- Episode no.: Season 8 Episode 11
- Directed by: Andy Ackerman
- Written by: Jennifer Crittenden
- Production code: 811
- Original air date: January 9, 1997

Guest appearances
- Barney Martin as Morty Seinfeld; Liz Sheridan as Helen Seinfeld; John Michael Higgins as Kurt; Miguel Sandoval as Marcelino; Andrea Bendewald as Celia; Kathryn Joosten as Betsy; Paul Perri as Detective Danner; Al White as Detective Udewitz; Ray Proscia as Bobby - Guard;

Episode chronology
| ← Previous "The Andrea Doria" | Next → "The Money" |
- Seinfeld season 8

= The Little Jerry =

"The Little Jerry" is the 145th episode of the sitcom Seinfeld. It is the 11th episode of the eighth season, originally airing on January 9, 1997. In this episode, Kramer buys a rooster and enters him into cock fights, George dates a prison inmate, and Elaine's boyfriend Kurt discovers he is going bald after he stops shaving his head.

==Plot==
Bodega owner Marcelino posts one of Jerry's bounced checks on his cash register, along with other bad ones. Jerry pays what was owed, but Marcelino refuses to take the check down, citing his store policy.
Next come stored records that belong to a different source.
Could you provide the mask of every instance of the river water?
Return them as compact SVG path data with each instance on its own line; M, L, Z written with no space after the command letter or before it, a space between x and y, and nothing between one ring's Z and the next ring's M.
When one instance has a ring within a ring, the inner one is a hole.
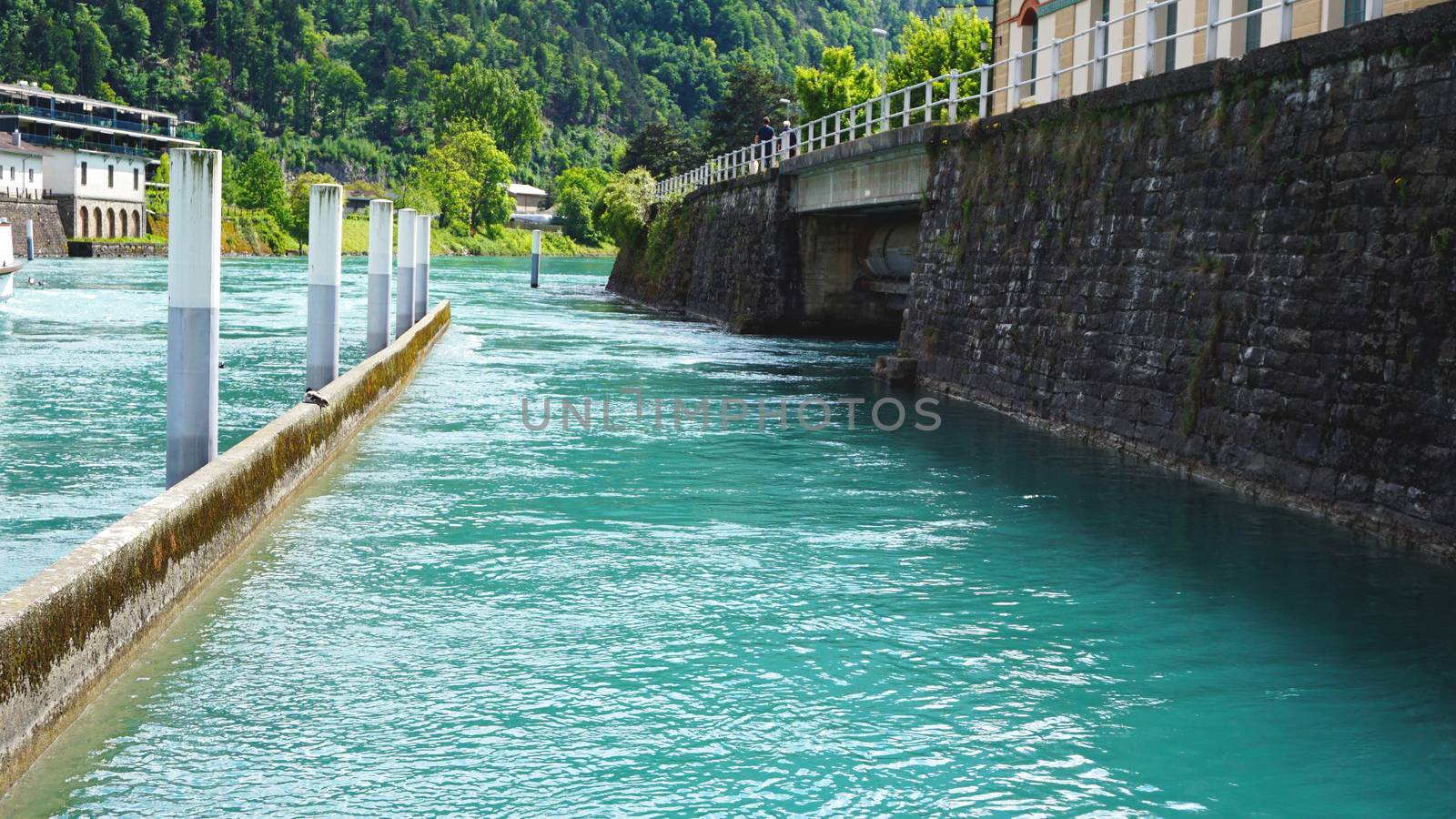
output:
M162 481L163 265L42 270L0 307L9 586ZM1452 571L964 404L676 430L914 396L885 345L606 271L437 259L454 325L399 404L0 815L1456 812ZM224 283L227 444L297 398L303 262ZM529 430L545 396L593 428Z

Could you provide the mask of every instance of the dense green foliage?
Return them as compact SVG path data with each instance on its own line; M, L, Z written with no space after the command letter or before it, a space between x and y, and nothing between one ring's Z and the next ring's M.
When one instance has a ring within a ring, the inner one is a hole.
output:
M990 63L992 25L974 12L952 10L933 17L911 15L898 38L898 48L885 58L885 87L903 89L941 77L951 70L971 71ZM945 98L946 82L936 83L936 95ZM855 58L852 47L826 48L818 68L798 68L794 90L804 106L807 119L859 105L881 93L875 67ZM967 76L960 86L962 96L980 90L980 76ZM893 106L901 105L891 99Z
M820 68L798 68L794 92L804 106L805 119L858 105L879 93L879 77L868 63L855 60L855 48L826 48Z
M332 185L336 179L328 173L300 173L288 188L288 220L284 229L298 240L298 249L309 240L309 189L314 185Z
M518 176L550 185L609 166L642 125L699 121L738 66L775 80L826 45L868 52L925 0L9 0L0 79L176 111L242 162L258 149L288 172L396 182L443 130L441 108L486 82L534 95L496 143ZM457 70L463 66L464 74ZM504 74L486 74L499 70ZM482 114L513 111L483 108ZM513 117L514 117L513 114ZM744 109L747 118L766 111ZM504 121L502 121L504 127ZM709 128L712 130L712 128ZM696 128L693 130L696 133ZM718 125L716 146L732 131Z
M562 232L578 242L597 243L593 210L612 176L600 168L568 168L556 176L556 217Z
M441 227L469 233L505 224L514 210L505 191L511 171L511 159L488 131L453 130L409 168L400 204L437 213Z
M641 168L614 178L601 189L597 224L617 246L642 239L652 205L652 176Z

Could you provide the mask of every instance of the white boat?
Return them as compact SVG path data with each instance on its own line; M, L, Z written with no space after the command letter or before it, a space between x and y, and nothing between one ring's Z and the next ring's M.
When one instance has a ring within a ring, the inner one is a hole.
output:
M15 296L15 274L25 267L15 261L15 238L10 235L10 220L0 219L0 302Z

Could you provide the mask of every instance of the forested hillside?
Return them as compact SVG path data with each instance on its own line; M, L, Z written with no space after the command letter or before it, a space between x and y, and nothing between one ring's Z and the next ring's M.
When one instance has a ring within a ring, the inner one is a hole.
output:
M826 45L872 52L926 0L7 0L0 79L176 111L290 171L399 179L456 66L508 71L545 133L517 173L609 166L662 119L711 127L743 66L792 85ZM745 112L748 114L748 112Z

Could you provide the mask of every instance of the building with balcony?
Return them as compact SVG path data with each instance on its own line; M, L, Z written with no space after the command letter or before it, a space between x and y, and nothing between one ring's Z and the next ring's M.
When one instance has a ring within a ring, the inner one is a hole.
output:
M73 239L147 232L147 179L170 147L195 146L176 115L0 83L0 131L38 149L41 195ZM12 141L15 141L12 138ZM3 182L0 182L3 188Z
M35 200L45 191L44 153L16 133L0 141L0 198Z

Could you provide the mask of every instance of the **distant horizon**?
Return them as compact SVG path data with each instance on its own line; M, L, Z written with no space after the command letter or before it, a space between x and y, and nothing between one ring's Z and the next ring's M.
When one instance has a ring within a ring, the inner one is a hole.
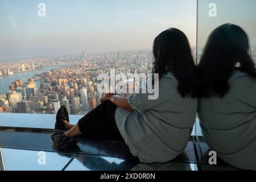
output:
M147 49L176 27L196 43L196 0L0 1L0 60Z

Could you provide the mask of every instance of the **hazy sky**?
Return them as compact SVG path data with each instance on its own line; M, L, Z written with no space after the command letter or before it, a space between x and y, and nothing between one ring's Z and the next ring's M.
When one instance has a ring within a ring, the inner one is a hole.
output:
M210 17L210 3L217 7L217 17ZM248 34L251 46L256 46L256 0L199 0L198 44L203 46L210 32L217 26L232 23Z
M40 2L46 17L38 16ZM151 49L172 27L195 46L196 0L1 0L0 23L0 60Z

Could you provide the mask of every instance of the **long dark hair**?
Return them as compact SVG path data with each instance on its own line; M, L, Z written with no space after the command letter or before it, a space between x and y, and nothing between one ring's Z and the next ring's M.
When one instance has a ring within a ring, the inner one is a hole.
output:
M227 23L214 30L197 67L198 96L225 96L230 88L228 80L236 69L255 78L250 50L248 36L240 27Z
M154 41L152 72L159 79L171 72L177 80L177 91L183 97L195 97L196 68L188 38L181 31L171 28Z

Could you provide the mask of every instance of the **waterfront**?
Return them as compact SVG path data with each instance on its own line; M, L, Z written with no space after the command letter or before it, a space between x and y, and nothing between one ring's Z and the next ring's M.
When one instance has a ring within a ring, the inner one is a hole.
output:
M0 94L4 93L6 92L8 92L9 90L9 86L11 84L11 82L16 80L23 79L23 81L27 81L27 79L33 77L36 74L40 74L43 72L58 69L63 67L67 66L67 64L59 65L52 67L46 67L42 69L38 69L35 71L31 71L29 72L26 72L23 73L16 73L9 76L0 76ZM36 81L37 86L39 86L38 81Z

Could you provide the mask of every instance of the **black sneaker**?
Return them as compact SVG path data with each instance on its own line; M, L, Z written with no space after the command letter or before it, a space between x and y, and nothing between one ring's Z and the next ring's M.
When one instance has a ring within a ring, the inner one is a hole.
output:
M74 148L77 146L79 136L65 135L65 130L55 130L52 131L51 138L57 150L64 150Z

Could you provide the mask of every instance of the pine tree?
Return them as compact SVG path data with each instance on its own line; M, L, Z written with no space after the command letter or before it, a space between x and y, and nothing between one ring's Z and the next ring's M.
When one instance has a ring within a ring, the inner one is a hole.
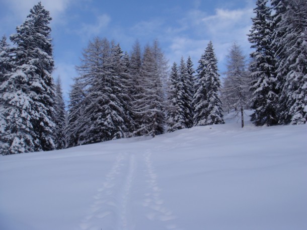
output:
M78 67L87 91L80 144L126 136L125 120L128 119L121 94L125 91L122 84L122 55L119 45L111 48L107 39L99 38L90 42L84 53L83 64Z
M198 63L193 101L194 125L223 124L221 102L218 95L220 82L217 60L211 41Z
M144 89L142 84L140 75L142 66L141 51L139 43L137 40L133 47L130 59L130 64L128 69L129 78L131 81L130 96L131 97L132 114L134 127L133 134L141 135L139 131L142 127L142 120L141 113L137 111L136 108L138 107L138 101L141 101Z
M279 123L307 120L307 3L272 1L275 12L273 34L280 91Z
M205 51L204 82L207 93L206 124L224 124L221 102L219 98L220 81L217 72L217 59L215 57L211 41L208 44Z
M82 131L83 114L86 106L85 95L78 78L73 79L74 84L69 92L68 105L67 126L65 127L66 147L80 144L79 139Z
M4 35L0 40L0 85L7 79L7 74L13 67L13 60L11 50L7 43L7 37Z
M182 84L182 104L184 107L185 124L186 128L191 128L193 126L193 109L192 106L193 101L193 85L191 82L191 72L192 69L189 66L188 69L183 57L181 57L180 65L179 66L179 74L180 75L180 81ZM190 71L190 72L189 72Z
M53 133L55 148L62 149L66 146L66 138L65 135L65 128L66 127L66 111L65 111L65 103L63 100L63 92L62 91L61 80L58 77L55 82L55 104L54 110L54 124L55 125Z
M193 64L192 61L192 59L191 57L189 56L188 57L188 60L187 60L187 71L188 72L188 78L189 81L187 82L187 91L189 91L190 93L187 94L188 97L190 97L189 100L191 102L189 106L189 110L191 111L191 117L192 119L190 121L190 123L188 125L188 128L191 128L193 125L193 118L194 117L194 105L193 105L193 98L194 97L194 95L195 93L195 89L194 88L194 85L195 84L195 70L193 68Z
M253 60L250 69L253 79L252 108L255 110L251 120L257 126L271 126L278 123L278 95L271 37L273 29L267 2L268 0L257 1L254 11L256 17L252 19L253 26L248 35L251 48L255 49L251 54Z
M184 91L182 77L178 72L176 63L174 62L170 75L168 99L169 106L167 131L169 132L187 127L185 114L186 108L183 103Z
M234 42L227 56L226 84L224 85L223 97L228 98L231 106L237 113L241 112L242 128L244 126L244 110L248 106L248 94L249 79L246 68L245 57L241 47Z
M198 67L196 70L196 80L194 86L195 91L193 98L192 104L194 106L193 121L195 126L206 125L206 109L208 99L205 82L205 58L204 53L198 61Z
M133 111L140 118L135 133L140 135L162 134L165 122L165 98L161 79L162 68L155 50L145 48L140 71L139 89L133 102Z
M16 46L14 67L0 90L4 92L0 118L3 154L54 148L51 20L40 2L10 37Z

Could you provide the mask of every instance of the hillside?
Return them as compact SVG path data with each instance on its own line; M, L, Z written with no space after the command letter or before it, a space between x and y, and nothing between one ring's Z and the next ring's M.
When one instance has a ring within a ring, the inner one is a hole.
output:
M305 230L307 125L237 120L2 156L0 229Z

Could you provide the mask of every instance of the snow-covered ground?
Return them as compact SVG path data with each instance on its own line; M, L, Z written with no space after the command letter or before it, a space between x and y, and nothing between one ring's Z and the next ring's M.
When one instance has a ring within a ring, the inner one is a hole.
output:
M237 121L0 157L0 229L307 229L307 125Z

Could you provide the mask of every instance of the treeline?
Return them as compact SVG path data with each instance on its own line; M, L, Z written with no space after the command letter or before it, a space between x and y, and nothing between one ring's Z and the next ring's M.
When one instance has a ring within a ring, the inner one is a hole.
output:
M10 47L0 42L0 151L61 149L131 136L155 136L223 124L223 110L254 110L257 126L306 123L307 7L303 0L257 0L248 35L252 61L236 43L223 85L213 44L196 70L190 57L169 66L158 41L128 54L96 37L84 49L68 111L54 68L49 12L39 3ZM274 13L272 13L272 12Z

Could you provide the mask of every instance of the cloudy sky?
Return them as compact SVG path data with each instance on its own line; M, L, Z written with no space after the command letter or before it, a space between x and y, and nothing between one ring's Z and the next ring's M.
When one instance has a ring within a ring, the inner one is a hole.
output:
M0 0L0 36L15 33L38 0ZM246 34L256 0L42 0L53 18L51 27L56 69L65 99L77 73L83 48L93 37L114 39L128 52L158 39L170 65L182 55L194 64L212 40L221 72L236 41L248 56Z

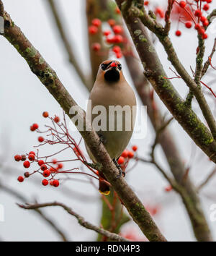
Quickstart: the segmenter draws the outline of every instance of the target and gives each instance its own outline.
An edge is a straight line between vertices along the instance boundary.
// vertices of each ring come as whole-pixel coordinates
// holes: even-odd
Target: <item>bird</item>
[[[102,109],[101,113],[94,111],[98,106],[100,108],[98,109]],[[122,119],[117,119],[117,112],[109,112],[109,109],[113,109],[112,107],[118,108],[118,106],[121,107],[120,109],[127,109],[127,112],[122,112]],[[122,108],[124,107],[125,108]],[[103,112],[104,110],[106,110],[105,114]],[[102,115],[101,122],[104,121],[104,124],[94,122],[100,117],[99,115]],[[117,164],[117,160],[132,137],[135,116],[136,98],[132,88],[124,77],[122,64],[116,60],[103,61],[99,65],[95,82],[90,93],[86,116],[90,119],[93,129],[96,129],[100,137],[100,142],[104,144],[109,156],[119,168],[120,176],[121,168]],[[114,124],[111,124],[113,121]],[[102,128],[105,127],[105,129],[99,129],[100,124]],[[120,129],[118,128],[118,124]],[[110,129],[110,127],[112,128]],[[96,161],[86,145],[86,148],[91,161],[96,163]],[[102,178],[99,179],[99,191],[103,195],[108,195],[110,192],[109,186],[104,182],[106,179],[100,171],[99,171],[99,176]]]

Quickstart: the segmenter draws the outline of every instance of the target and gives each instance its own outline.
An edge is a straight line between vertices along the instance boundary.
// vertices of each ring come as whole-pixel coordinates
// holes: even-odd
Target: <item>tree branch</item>
[[[1,1],[0,1],[1,2]],[[40,54],[31,44],[28,39],[11,20],[9,15],[4,12],[4,20],[6,21],[4,36],[17,48],[18,52],[27,61],[32,72],[37,75],[42,83],[56,99],[69,117],[70,109],[76,106],[78,122],[84,122],[84,131],[79,131],[86,144],[99,163],[103,166],[103,173],[108,182],[117,192],[129,213],[138,223],[140,229],[150,241],[166,241],[156,224],[146,211],[140,200],[127,184],[125,179],[119,179],[119,171],[102,143],[100,143],[97,134],[91,130],[91,125],[86,120],[84,111],[77,106],[76,101],[70,95],[61,83],[56,73],[47,64]],[[77,123],[74,124],[77,125]]]
[[[68,53],[70,63],[74,67],[82,82],[87,87],[87,88],[91,88],[92,87],[92,81],[91,78],[87,78],[86,75],[84,74],[83,71],[80,68],[80,64],[78,63],[75,57],[73,50],[71,47],[71,42],[70,42],[65,30],[65,22],[63,21],[63,16],[59,13],[59,7],[57,8],[57,6],[53,0],[48,0],[48,3],[50,8],[51,13],[53,14],[56,27],[60,35],[60,38]]]
[[[24,197],[22,195],[19,193],[17,191],[12,189],[12,188],[7,186],[3,185],[2,183],[0,182],[0,189],[2,189],[5,192],[18,198],[21,201],[27,202],[27,198]],[[50,218],[48,218],[42,211],[39,209],[35,209],[35,212],[40,215],[41,218],[45,221],[61,237],[62,240],[64,242],[69,241],[64,233],[60,230],[60,229],[53,221]]]
[[[35,210],[41,208],[45,208],[45,207],[50,207],[50,206],[60,206],[63,208],[66,211],[67,211],[70,215],[72,215],[74,216],[78,223],[84,226],[84,228],[87,229],[91,229],[94,230],[94,231],[101,234],[104,236],[106,236],[109,237],[111,240],[114,241],[119,241],[119,242],[128,242],[129,240],[125,239],[124,237],[119,236],[117,234],[114,233],[111,233],[107,230],[104,230],[104,229],[99,228],[91,223],[86,221],[84,218],[81,216],[79,214],[75,213],[71,208],[68,208],[66,205],[61,203],[61,202],[46,202],[46,203],[36,203],[36,204],[26,204],[26,205],[18,205],[23,208],[23,209],[27,209],[27,210]]]
[[[120,9],[121,9],[122,1],[116,0],[116,1]],[[216,144],[212,135],[204,124],[201,122],[196,114],[186,106],[171,81],[164,78],[167,77],[167,76],[144,25],[139,18],[134,16],[134,13],[131,13],[125,9],[123,4],[122,13],[145,70],[146,77],[171,114],[196,144],[207,155],[211,155],[210,158],[216,163]],[[148,25],[150,25],[150,28],[153,30],[156,29],[157,32],[163,31],[161,26],[158,26],[153,20],[150,20]],[[154,30],[154,32],[156,31]],[[194,82],[193,81],[193,82]],[[140,90],[140,93],[143,93],[141,86]],[[165,131],[164,132],[167,132]],[[161,137],[161,142],[164,147],[167,147],[167,140],[170,137],[166,137],[166,140],[165,140]],[[176,149],[175,149],[175,147],[171,147],[171,148],[168,148],[167,150],[168,151],[167,152],[167,155],[168,156],[169,161],[172,161],[172,165],[175,166],[174,159],[171,156],[173,153],[175,155],[177,154]],[[173,174],[176,180],[181,182],[184,176],[184,173],[182,172],[184,167],[181,161],[179,161],[179,163],[181,168],[178,168],[176,165],[176,167],[174,166],[172,169],[175,168],[175,171]],[[205,220],[204,213],[200,207],[199,198],[196,195],[194,187],[191,185],[188,179],[184,186],[184,189],[181,192],[181,195],[192,221],[196,237],[199,241],[212,240],[210,231]]]
[[[163,35],[163,30],[160,25],[156,24],[153,22],[150,17],[147,14],[144,7],[142,11],[139,10],[138,8],[131,8],[131,12],[132,14],[139,17],[142,22],[153,33],[154,33],[158,38],[160,42],[163,46],[163,48],[168,55],[168,59],[173,66],[175,67],[176,70],[185,82],[186,85],[193,91],[196,99],[199,105],[199,107],[202,110],[202,114],[205,118],[208,126],[212,132],[213,137],[216,138],[216,121],[215,120],[214,116],[210,110],[210,106],[207,104],[207,102],[202,92],[202,88],[199,85],[197,85],[195,81],[190,77],[188,74],[182,64],[180,62],[178,56],[175,51],[175,49],[172,45],[172,43],[168,38],[168,36]],[[154,25],[154,27],[153,25]],[[203,49],[203,47],[202,47]],[[203,54],[203,51],[201,51],[201,55]],[[202,63],[202,59],[200,60],[198,59],[199,62]],[[201,65],[202,65],[201,63]],[[199,70],[200,69],[200,70]],[[201,72],[201,68],[199,67],[199,73]],[[198,70],[197,70],[198,72]]]

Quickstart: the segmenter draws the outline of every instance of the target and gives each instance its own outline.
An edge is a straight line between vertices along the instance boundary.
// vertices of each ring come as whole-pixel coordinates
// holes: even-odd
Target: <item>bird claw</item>
[[[115,178],[115,179],[120,179],[122,176],[123,176],[123,177],[125,176],[125,172],[122,171],[121,166],[120,166],[117,163],[117,161],[116,161],[115,158],[113,158],[113,162],[115,164],[116,167],[118,168],[120,174],[119,175]]]
[[[104,142],[106,142],[104,137],[102,134],[98,134],[98,136],[100,139],[99,142],[99,145],[101,145],[101,143],[104,144]]]

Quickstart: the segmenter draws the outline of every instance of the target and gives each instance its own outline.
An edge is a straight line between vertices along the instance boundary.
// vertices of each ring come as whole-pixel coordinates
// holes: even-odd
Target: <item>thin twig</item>
[[[27,202],[27,199],[24,197],[22,194],[18,192],[17,190],[14,190],[10,188],[8,185],[4,186],[2,183],[0,182],[0,189],[4,192],[18,198],[22,202]],[[64,242],[69,241],[66,235],[63,233],[62,230],[56,225],[56,223],[50,219],[50,217],[48,217],[42,210],[39,209],[35,209],[35,212],[38,213],[40,217],[45,221],[53,229],[53,230],[61,237],[62,240]]]
[[[114,233],[111,233],[107,230],[104,230],[104,229],[101,229],[97,227],[96,226],[94,226],[91,224],[91,223],[86,221],[84,218],[81,216],[79,214],[75,213],[71,208],[68,208],[66,205],[61,203],[61,202],[46,202],[46,203],[36,203],[36,204],[26,204],[26,205],[18,205],[23,208],[23,209],[27,209],[27,210],[35,210],[38,209],[40,208],[45,208],[45,207],[50,207],[50,206],[60,206],[63,208],[65,210],[66,210],[70,215],[72,215],[74,216],[77,220],[79,224],[82,226],[84,226],[86,229],[94,230],[96,232],[101,234],[102,235],[104,235],[107,237],[109,237],[111,240],[114,241],[120,241],[120,242],[128,242],[129,240],[125,239],[124,237],[119,236],[117,234]]]
[[[210,172],[210,174],[207,176],[207,178],[197,187],[197,191],[199,192],[212,179],[212,177],[216,174],[216,168]]]
[[[91,88],[91,79],[87,79],[86,76],[83,72],[82,69],[80,67],[80,64],[77,61],[75,55],[73,54],[73,50],[71,46],[71,40],[69,40],[68,33],[66,32],[66,26],[64,25],[64,22],[63,22],[63,15],[60,15],[59,13],[59,7],[57,7],[55,1],[53,0],[48,0],[49,6],[50,7],[50,10],[55,19],[55,22],[58,28],[58,30],[60,35],[60,38],[65,46],[65,48],[68,55],[68,60],[72,66],[76,69],[77,74],[81,78],[82,82],[87,87]]]

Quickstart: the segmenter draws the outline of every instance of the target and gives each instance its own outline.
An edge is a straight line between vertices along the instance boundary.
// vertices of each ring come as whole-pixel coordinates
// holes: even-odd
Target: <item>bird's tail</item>
[[[109,186],[103,181],[103,179],[106,179],[106,178],[101,171],[99,172],[99,191],[101,194],[108,195],[110,193]],[[102,178],[102,179],[101,179],[100,178]]]

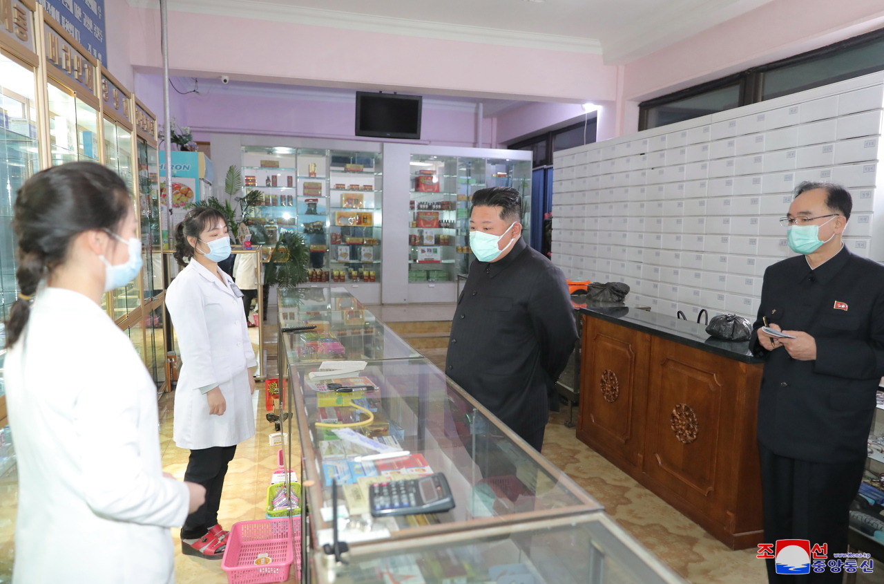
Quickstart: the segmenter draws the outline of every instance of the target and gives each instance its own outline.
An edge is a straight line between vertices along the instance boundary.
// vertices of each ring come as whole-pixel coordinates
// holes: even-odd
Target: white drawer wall
[[[794,254],[779,218],[802,181],[853,196],[845,245],[884,261],[884,73],[557,152],[552,261],[570,280],[689,319],[755,319]]]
Elaine notices her boyfriend Kurt has an attractive head of hair in his driver's license photo; he only shaves his head because he likes how it looks. She persuades him to regrow his hair, but when his first sprouts appear they discover he is going bald. George determines Kurt has 10–14 months before he goes completely bald, and advises him to live life as fully as possible in that time. In observance of this advice, Kurt proposes to Elaine, who accepts.

The Susan Ross Foundation makes a large donation to a women's prison, and George goes there to inspect it. While there he asks out an inmate, Celia, pleased to have found a girlfriend who cannot "pop in" unexpectedly at his place.

Kramer buys what he thinks is a hen for its eggs and names it "Little Jerry Seinfeld", but Jerry tells him it is a rooster. After witnessing the rooster beat a small dog into submission, Marcelino convinces Kramer to enter Little Jerry in a cock fight, which he wins. Marcelino then offers a deal: he will take Jerry's check down if he can have Little Jerry. Kramer refuses the transaction, and Marcelino instead tries to bribe them to have Little Jerry throw his next fight. Insulted, Jerry and Kramer extensively train Little Jerry. At the cock fight, Little Jerry is faced with a huge and skilled opponent. Kramer dives after Little Jerry to protect him, and is violently attacked by the opposing bird.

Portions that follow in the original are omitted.